[rfc-i] use cases for page breaking hints, Re: Update on the plain text thread(s)

Julian Reschke julian.reschke at gmx.de
Fri Jun 27 06:02:41 PDT 2014


On 2014-06-27 14:43, Dearlove, Christopher (UK) wrote:
> For the second case. (Apologies if some of this is grandmother egg-sucking, but I wasn't sure where to stop assuming, so I have "explained" things I'm sure you know better than me.)
>
> Well, the functionality is there in most word processors like Word.
>
> A typical simple use case is that I have an IANA section that goes
>
> Table 1 describes the A characteristic ...
>
> Table 1
>
> Table 2 describes the B characteristic ...
>
> Table 2
>
> Etc.
>
> Now suppose that the tables are kept unbroken. It's just cleaner and easier if the text describing the table is above it on the same page, rather than possibly on the previous page. Typically that costs no more pages, and is just easier to read. And with the right capability, painless to do.
>
> (There are probably better examples, that will do for now.)

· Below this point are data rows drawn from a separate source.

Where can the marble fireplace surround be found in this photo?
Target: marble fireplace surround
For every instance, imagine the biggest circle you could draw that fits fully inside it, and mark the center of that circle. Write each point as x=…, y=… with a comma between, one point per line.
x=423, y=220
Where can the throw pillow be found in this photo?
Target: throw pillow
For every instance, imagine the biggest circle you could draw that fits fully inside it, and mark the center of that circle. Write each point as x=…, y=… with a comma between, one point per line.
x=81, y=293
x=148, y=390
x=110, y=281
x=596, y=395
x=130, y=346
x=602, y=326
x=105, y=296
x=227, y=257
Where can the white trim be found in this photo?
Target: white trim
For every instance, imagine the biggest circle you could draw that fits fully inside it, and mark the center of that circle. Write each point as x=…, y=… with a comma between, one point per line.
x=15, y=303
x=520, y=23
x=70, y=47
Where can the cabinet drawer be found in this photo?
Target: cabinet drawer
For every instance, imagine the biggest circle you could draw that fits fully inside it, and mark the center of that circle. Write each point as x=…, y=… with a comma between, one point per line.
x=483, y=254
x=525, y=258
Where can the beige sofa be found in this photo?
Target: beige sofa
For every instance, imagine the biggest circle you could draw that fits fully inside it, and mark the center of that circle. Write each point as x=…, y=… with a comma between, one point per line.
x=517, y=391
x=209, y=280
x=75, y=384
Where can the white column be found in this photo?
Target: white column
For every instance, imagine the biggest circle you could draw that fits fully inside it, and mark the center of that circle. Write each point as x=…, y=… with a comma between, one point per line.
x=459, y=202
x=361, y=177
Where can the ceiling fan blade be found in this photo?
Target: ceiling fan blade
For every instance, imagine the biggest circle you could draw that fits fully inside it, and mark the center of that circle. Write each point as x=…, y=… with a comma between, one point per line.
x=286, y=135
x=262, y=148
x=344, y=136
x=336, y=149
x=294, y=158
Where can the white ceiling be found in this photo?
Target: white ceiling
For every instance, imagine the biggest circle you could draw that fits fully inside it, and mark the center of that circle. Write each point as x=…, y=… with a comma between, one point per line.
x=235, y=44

In xml2rfc, you could use the <preamble> element.

> So in Word etc. I'd tag the paragraph above the table with "keep with next".
>
> I would guess this as an attribute of a <t> and maybe some other things. There is however a problem compared to my example, which is that my example the first thing is a simple paragraph. A <t> can have all sorts of structure. There's typically another concept, keeping lines together, which does make sense with a <t>. But do I have to have one without the other? This is why I don't have anything like a fully worked out suggestion.
>
> I did once talk to the coder of an obscure word processor. The basic keep with next concept for him was
>
> A is being kept together with B (we implicitly assumed A and B wouldn't break - I realise that's the devil in the details)
>
> If A and then B will fit on the current page, do that.
>
> If not, but A and B will fit together on the next page, page break and do that.
>
> If not, put A on this page and B on next (i.e. ignore keep).
>
> I think the basic keep together process is similar. It's the interaction that's harder to define.

The problem here is that "keep together" isn't always the right answer. 
If the result is that we end up with an almost empty page, I'd rather 
prefer the page break to appear between introduction and table, or even 
the table to be broken if it's sufficiently long.